The problem is, I don’t know what to call it. Except that’s not the only problem.
I started it ten years ago. And five years ago. And two years ago and again last year, this year, as it’s not quite the end of this one, but there’s a thing I do at the end of the year that I’ve done for a long time now. I drive to a field where once there were 3,500 people, every one of them younger than I am now, some of them a third my age and younger.
I get out of my car and read their names off the stones that record them. Sometimes it’s been in this thin winter daylight, more often I only remember at the last moment and the field is in the wrong direction and it’s Christmas and there’s stuff to do and anywya, usually it’s raining.
I go to this field anyway and read their names out loud.
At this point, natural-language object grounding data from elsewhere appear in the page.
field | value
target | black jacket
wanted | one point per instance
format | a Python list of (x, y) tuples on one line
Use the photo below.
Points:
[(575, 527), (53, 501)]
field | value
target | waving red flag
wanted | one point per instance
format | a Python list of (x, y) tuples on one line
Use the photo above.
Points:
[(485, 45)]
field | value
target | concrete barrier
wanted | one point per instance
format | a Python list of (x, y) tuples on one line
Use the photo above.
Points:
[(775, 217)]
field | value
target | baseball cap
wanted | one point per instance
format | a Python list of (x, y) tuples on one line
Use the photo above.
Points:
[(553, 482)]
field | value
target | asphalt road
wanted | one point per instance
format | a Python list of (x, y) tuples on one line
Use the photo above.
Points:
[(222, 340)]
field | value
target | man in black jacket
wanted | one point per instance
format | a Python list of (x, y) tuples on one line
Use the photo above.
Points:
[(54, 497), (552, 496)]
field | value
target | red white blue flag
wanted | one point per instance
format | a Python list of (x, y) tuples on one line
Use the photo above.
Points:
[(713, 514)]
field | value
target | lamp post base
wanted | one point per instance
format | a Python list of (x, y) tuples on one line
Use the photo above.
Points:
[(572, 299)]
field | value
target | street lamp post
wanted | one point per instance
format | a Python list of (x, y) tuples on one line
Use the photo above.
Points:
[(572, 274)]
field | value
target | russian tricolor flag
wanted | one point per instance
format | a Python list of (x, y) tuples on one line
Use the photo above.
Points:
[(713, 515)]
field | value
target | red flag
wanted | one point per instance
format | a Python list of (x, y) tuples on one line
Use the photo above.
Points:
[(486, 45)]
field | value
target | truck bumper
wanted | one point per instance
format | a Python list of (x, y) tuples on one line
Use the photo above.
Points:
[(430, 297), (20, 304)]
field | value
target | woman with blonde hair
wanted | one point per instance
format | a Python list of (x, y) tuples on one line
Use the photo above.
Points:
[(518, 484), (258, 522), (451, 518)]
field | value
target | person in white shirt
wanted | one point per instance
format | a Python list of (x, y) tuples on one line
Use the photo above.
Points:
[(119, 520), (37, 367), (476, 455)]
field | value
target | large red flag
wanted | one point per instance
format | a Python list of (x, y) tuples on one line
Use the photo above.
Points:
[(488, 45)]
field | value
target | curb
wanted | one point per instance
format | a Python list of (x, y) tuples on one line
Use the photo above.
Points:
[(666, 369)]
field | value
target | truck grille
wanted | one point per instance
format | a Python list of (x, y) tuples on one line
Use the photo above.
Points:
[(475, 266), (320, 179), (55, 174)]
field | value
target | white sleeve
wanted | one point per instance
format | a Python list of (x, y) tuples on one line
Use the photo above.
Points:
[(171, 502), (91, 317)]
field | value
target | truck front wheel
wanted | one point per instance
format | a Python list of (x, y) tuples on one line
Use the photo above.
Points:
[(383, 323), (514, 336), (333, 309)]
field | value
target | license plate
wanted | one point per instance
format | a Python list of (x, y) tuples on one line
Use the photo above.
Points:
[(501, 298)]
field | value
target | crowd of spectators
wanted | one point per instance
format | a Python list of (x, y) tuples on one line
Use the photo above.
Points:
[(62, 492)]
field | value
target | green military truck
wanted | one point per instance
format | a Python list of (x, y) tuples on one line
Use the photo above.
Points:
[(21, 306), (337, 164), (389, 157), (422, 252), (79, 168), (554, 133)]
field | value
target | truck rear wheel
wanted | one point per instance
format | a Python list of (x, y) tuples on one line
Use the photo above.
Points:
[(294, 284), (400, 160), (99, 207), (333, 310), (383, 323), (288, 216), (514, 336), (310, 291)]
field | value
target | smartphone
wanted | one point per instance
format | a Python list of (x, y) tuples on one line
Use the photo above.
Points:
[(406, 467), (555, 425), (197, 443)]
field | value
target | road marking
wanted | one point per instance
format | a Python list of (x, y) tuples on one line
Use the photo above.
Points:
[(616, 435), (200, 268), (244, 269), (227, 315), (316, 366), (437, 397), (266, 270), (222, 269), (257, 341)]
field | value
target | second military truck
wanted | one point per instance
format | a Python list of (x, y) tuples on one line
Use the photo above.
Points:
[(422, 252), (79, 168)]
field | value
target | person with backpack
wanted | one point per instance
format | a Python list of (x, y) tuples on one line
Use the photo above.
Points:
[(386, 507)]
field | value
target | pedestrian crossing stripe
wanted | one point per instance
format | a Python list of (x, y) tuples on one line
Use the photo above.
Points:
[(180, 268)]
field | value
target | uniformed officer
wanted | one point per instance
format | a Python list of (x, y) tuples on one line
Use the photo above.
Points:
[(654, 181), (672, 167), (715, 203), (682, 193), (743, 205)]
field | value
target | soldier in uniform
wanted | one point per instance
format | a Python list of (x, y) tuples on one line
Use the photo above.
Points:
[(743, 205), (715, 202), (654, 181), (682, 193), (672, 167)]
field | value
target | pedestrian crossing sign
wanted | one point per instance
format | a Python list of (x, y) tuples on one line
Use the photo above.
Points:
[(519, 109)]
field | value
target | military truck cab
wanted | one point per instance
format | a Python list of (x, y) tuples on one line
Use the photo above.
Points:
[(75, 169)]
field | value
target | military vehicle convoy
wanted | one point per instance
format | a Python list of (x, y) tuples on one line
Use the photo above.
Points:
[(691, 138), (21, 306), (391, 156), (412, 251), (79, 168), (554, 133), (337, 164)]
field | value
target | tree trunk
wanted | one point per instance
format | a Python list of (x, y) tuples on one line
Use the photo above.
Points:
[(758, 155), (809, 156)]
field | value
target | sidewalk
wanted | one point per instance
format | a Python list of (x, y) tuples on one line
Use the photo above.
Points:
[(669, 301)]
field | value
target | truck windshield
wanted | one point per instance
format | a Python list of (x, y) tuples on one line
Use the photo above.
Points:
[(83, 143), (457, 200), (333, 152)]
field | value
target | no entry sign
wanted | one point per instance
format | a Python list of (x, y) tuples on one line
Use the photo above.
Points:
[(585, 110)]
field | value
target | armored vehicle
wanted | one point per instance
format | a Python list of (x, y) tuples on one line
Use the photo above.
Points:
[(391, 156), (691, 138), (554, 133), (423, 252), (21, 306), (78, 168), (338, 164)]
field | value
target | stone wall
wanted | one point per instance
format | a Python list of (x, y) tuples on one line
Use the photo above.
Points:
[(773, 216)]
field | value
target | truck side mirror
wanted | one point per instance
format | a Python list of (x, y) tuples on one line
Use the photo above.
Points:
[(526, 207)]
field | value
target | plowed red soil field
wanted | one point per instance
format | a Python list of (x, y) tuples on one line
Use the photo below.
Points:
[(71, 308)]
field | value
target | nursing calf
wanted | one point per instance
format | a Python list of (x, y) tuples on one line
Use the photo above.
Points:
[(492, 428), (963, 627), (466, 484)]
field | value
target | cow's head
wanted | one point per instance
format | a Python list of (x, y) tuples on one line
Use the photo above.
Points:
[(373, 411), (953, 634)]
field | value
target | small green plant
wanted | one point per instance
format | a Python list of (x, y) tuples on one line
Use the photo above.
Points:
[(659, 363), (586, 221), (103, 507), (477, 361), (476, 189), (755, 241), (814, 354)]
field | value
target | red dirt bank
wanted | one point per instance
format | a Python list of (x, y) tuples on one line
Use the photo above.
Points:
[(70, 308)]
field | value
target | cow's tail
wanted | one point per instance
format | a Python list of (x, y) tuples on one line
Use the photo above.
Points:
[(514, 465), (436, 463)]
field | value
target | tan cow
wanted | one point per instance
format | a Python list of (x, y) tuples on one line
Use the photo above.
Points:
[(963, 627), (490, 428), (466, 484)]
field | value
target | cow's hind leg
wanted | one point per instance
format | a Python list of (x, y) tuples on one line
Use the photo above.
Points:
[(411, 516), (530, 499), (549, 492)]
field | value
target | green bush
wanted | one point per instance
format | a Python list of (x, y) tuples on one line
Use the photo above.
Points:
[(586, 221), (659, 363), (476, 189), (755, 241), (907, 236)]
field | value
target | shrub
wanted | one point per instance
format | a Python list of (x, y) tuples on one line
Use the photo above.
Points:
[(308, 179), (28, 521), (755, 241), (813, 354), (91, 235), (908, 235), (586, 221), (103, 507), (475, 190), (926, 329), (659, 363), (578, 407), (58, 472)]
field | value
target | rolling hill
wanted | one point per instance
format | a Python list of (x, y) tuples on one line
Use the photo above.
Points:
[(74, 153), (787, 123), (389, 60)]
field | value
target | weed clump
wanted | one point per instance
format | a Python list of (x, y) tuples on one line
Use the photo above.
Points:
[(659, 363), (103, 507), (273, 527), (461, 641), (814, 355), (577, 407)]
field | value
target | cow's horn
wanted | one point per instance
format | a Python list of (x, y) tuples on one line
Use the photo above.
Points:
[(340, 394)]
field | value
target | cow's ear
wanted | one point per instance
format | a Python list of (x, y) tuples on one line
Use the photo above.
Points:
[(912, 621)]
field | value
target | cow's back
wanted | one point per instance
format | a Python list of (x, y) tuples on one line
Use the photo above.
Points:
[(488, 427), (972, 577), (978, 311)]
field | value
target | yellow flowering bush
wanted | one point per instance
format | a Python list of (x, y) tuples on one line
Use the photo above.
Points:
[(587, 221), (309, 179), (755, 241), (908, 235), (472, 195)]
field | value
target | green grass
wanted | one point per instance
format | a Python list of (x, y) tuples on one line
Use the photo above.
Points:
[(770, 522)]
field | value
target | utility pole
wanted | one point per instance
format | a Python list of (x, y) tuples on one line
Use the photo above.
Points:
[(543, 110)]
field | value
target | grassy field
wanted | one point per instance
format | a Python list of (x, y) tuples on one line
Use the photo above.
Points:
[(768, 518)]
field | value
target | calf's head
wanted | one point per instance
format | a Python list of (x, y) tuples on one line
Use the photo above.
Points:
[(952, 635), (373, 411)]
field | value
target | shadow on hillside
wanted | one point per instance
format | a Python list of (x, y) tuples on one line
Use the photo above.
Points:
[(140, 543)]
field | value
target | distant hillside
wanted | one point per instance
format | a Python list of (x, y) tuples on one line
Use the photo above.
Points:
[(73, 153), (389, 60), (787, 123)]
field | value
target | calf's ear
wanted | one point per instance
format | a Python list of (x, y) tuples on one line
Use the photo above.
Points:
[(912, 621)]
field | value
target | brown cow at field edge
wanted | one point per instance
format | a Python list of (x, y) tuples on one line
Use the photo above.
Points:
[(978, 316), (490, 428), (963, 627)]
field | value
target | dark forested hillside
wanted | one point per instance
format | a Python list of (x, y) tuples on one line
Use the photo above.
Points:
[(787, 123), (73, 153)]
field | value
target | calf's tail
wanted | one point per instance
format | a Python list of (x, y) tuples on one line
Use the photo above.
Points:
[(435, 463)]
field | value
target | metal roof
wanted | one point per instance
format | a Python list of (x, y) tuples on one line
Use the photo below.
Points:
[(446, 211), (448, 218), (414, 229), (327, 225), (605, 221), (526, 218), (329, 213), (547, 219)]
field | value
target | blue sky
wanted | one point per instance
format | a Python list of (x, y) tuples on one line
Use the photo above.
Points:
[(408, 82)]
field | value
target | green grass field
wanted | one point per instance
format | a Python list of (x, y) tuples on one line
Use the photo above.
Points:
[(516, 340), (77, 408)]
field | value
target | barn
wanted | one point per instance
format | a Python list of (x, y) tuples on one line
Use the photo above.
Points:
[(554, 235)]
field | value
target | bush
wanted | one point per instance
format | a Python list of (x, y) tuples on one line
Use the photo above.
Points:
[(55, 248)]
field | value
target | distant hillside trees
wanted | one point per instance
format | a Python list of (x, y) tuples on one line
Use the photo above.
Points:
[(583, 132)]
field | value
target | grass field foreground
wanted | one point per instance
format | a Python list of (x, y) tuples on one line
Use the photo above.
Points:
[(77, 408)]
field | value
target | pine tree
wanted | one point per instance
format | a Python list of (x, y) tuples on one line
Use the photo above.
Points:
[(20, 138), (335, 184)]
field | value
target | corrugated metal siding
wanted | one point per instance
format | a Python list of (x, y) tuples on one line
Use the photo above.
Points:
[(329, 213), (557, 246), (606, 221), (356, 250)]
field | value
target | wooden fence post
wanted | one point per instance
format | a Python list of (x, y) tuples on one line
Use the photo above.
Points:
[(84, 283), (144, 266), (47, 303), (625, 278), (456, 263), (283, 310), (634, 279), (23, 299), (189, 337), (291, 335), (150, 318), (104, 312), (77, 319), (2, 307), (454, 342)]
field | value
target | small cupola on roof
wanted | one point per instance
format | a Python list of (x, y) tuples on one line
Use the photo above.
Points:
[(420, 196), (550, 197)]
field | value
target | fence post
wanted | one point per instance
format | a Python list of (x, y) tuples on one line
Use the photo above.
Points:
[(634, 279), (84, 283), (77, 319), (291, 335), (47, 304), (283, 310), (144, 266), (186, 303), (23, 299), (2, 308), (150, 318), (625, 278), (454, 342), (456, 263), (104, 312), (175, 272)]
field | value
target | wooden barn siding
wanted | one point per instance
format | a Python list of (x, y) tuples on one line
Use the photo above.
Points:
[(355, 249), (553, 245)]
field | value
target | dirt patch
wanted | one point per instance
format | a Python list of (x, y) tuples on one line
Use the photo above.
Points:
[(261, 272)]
So that they aren’t forgotten at the side of this road that used to be their perimeter track, that ran around the ends of the three runways that used to be here. It takes a while to read the eighty-two names written on these stones and get the names right, most of them Anglo, but a lot of them Hispanic, a few more of them German, here on these stones at the edge of an American airfield, in the rain, somewhere in Suffolk.
So maybe this year will be the year I finally write it, if I can, and tell the story of how the eighty-third name, the one not written on these stones, the one I have to add now because he went to join the others gone before, missed his transport back from a dance and had to walk back to base, all twenty-two miles from Ipswich, along roads that don’t exist now, past houses that didn’t exist then. Tracing the route has been difficult, not least as maps back then didn’t show airfields, and didn’t for a long time after the war. I think I know the way now. I’ve walked half of it, albeit in two stages, Ipswich to Woodbridge, then later, Woodbridge to Glemham the old way, through Melton and Wickham Market, the way the road ran then. Maybe this year. Because I said I would.